← View series: machine learning
~/blog
Logistic Regression: Full Implementation
Theory is complete. This post runs logistic regression end-to-end on a real binary classification dataset: data loading, preprocessing, fitting, evaluation, hyperparameter sensitivity, solver comparison, and deployment. Every number is verifiable.
Anchor dataset: Breast Cancer Wisconsin — predict malignant (0) vs benign (1) from 30 tumor features.
from sklearn.datasets import load_breast_cancer
import pandas as pd
import numpy as np
data = load_breast_cancer()
df = pd.DataFrame(data.data, columns=data.feature_names)
df['target'] = data.target # 0=malignant, 1=benign
print(f"Shape: {df.shape}")
print(df['target'].value_counts())
print(df[['mean radius', 'mean texture', 'mean area']].describe().round(2))Shape: (569, 31)
1 357
0 212
Name: target, dtype: int64
mean radius mean texture mean area
count 569.00 569.00 569.00
mean 14.13 19.29 654.89
std 3.52 4.30 351.91
min 6.98 9.71 143.50
max 28.11 39.28 2501.00
Class distribution: 212 malignant (37.3%) and 357 benign (62.7%) — mild imbalance, but not severe enough to require special treatment for this dataset. Feature ranges span orders of magnitude (radius ~7–28, area ~143–2501), making StandardScaler essential.
Train/Test Split and Preprocessing
from sklearn.model_selection import train_test_split
from sklearn.preprocessing import StandardScaler
X = data.data
y = data.target
X_train, X_test, y_train, y_test = train_test_split(
X, y, test_size=0.2, random_state=42, stratify=y
)
print(f"Train: {X_train.shape}, Test: {X_test.shape}")
print(f"Train class ratio: {y_train.mean():.3f}")
print(f"Test class ratio: {y_test.mean():.3f}")Train: (455, 30), Test: (114, 30)
Train class ratio: 0.627
Test class ratio: 0.632
stratify=y ensures both splits preserve the 63/37 class ratio. Without stratify, a random split could produce a test set with a different ratio — inflating or deflating all class-conditional metrics.
scaler = StandardScaler()
X_train_sc = scaler.fit_transform(X_train)
X_test_sc = scaler.transform(X_test)The scaler is fit on training data only — test set is transformed using training mean and std.
Fitting the Model
from sklearn.linear_model import LogisticRegression
model = LogisticRegression(C=1.0, solver='lbfgs', max_iter=10000, random_state=42)
model.fit(X_train_sc, y_train)
print(f"Intercept: {model.intercept_[0]:.4f}")

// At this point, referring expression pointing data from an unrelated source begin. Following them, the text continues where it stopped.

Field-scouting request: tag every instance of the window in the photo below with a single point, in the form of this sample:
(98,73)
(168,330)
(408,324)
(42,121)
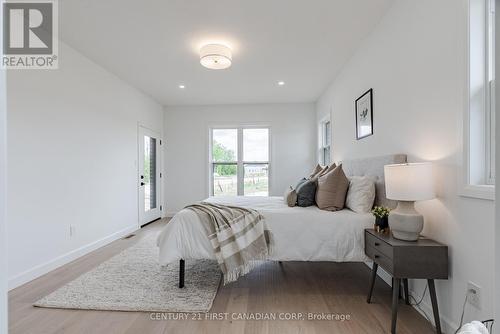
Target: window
(239,159)
(325,140)
(480,115)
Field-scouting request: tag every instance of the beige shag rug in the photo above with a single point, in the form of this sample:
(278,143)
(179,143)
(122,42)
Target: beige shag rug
(134,281)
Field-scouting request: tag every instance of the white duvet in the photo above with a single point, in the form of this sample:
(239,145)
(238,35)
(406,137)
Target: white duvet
(300,234)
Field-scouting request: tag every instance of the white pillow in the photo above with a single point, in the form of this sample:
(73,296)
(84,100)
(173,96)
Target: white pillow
(361,194)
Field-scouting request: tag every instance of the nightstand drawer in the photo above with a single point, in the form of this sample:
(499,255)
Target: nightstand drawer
(379,258)
(381,246)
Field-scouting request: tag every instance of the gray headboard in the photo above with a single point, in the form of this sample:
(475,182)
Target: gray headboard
(374,167)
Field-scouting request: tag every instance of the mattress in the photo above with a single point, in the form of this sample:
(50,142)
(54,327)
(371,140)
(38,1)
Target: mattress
(300,234)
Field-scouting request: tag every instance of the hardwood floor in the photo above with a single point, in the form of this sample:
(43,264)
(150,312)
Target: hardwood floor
(273,289)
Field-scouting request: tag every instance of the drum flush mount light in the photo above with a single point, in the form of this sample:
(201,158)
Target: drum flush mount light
(215,56)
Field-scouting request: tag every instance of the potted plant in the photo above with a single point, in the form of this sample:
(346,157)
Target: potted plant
(381,214)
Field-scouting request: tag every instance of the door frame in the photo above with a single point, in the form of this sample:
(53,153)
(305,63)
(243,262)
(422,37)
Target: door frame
(144,129)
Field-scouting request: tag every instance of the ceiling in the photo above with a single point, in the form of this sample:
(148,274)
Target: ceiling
(153,45)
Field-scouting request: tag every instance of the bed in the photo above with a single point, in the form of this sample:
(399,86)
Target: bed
(300,234)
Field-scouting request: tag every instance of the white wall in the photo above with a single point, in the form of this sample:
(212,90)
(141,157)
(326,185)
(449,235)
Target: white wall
(415,62)
(293,139)
(497,166)
(3,189)
(72,159)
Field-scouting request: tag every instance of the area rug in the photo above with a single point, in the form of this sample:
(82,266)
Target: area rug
(134,281)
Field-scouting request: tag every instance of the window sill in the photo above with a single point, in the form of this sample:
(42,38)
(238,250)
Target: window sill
(486,192)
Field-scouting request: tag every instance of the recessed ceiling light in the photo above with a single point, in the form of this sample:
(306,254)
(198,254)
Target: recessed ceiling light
(215,56)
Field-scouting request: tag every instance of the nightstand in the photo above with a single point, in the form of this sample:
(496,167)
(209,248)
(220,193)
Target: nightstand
(421,259)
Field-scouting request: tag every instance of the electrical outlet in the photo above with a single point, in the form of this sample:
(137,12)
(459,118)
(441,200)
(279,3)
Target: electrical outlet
(474,295)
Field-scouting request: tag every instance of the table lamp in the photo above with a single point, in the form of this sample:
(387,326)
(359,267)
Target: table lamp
(407,183)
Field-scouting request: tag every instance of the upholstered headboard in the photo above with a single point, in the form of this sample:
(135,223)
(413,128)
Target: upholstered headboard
(374,167)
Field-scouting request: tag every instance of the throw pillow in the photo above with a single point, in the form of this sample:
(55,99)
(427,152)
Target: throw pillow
(290,196)
(332,190)
(306,191)
(361,194)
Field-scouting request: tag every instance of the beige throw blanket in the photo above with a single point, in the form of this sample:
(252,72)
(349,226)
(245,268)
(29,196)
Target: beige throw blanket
(238,236)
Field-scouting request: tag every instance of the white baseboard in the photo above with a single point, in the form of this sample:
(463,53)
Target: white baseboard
(170,214)
(59,261)
(447,326)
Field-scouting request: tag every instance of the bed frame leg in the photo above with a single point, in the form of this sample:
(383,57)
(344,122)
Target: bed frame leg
(181,273)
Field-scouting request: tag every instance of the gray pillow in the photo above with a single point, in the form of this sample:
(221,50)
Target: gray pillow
(306,192)
(290,197)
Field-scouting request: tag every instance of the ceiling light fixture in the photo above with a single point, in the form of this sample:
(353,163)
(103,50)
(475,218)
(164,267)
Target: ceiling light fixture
(215,56)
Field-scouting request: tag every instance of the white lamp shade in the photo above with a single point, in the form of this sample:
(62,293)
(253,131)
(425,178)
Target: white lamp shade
(409,182)
(215,56)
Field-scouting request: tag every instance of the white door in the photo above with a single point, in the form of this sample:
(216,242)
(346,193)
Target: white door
(149,176)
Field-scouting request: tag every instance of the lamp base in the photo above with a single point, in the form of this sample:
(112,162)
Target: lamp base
(405,222)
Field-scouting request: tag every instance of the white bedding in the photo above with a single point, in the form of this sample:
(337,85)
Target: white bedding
(300,234)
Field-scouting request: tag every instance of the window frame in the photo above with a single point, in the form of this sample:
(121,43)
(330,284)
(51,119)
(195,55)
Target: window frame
(240,163)
(323,145)
(478,166)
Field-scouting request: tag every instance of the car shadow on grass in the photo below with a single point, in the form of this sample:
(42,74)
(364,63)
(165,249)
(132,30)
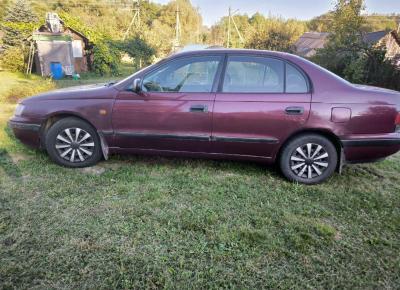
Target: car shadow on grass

coef_series = pd.Series(np.abs(model.coef_[0]), index=data.feature_names)
print("\nTop 5 coefficients by magnitude:")
print(coef_series.nlargest(5).round(4))Intercept: 0.3524
Top 5 coefficients by magnitude:
worst concave points 2.8731
worst perimeter 2.3142
mean concave points 1.9823
worst radius 1.7156
mean area 1.5601
The largest absolute coefficients identify the most influential features. worst concave points = 2.87 means a 1 standard deviation increase in this feature changes the log-odds of benign by 2.87 — the strongest signal in the model.
Predictions and Probabilities
y_pred = model.predict(X_test_sc)
y_prob = model.predict_proba(X_test_sc)[:, 1] # P(benign)
for i in range(5):
print(f"Sample {i}: P(benign)={y_prob[i]:.4f}, predicted={y_pred[i]}, true={y_test[i]}")Sample 0: P(benign)=0.9823, predicted=1, true=1
Sample 1: P(benign)=0.0041, predicted=0, true=0
Sample 2: P(benign)=0.8916, predicted=1, true=1
Sample 3: P(benign)=0.9991, predicted=1, true=1
Sample 4: P(benign)=0.0018, predicted=0, true=0
The model is confident on all 5 shown samples — probabilities near 0 or 1. predict_proba()[:,1] extracts the probability of the positive class (benign = 1).
Full Evaluation
from sklearn.metrics import (confusion_matrix, classification_report,
roc_auc_score, average_precision_score)
cm = confusion_matrix(y_test, y_pred)
print("Confusion Matrix:")
print(cm)
print()
print(classification_report(y_test, y_pred, target_names=['Malignant', 'Benign']))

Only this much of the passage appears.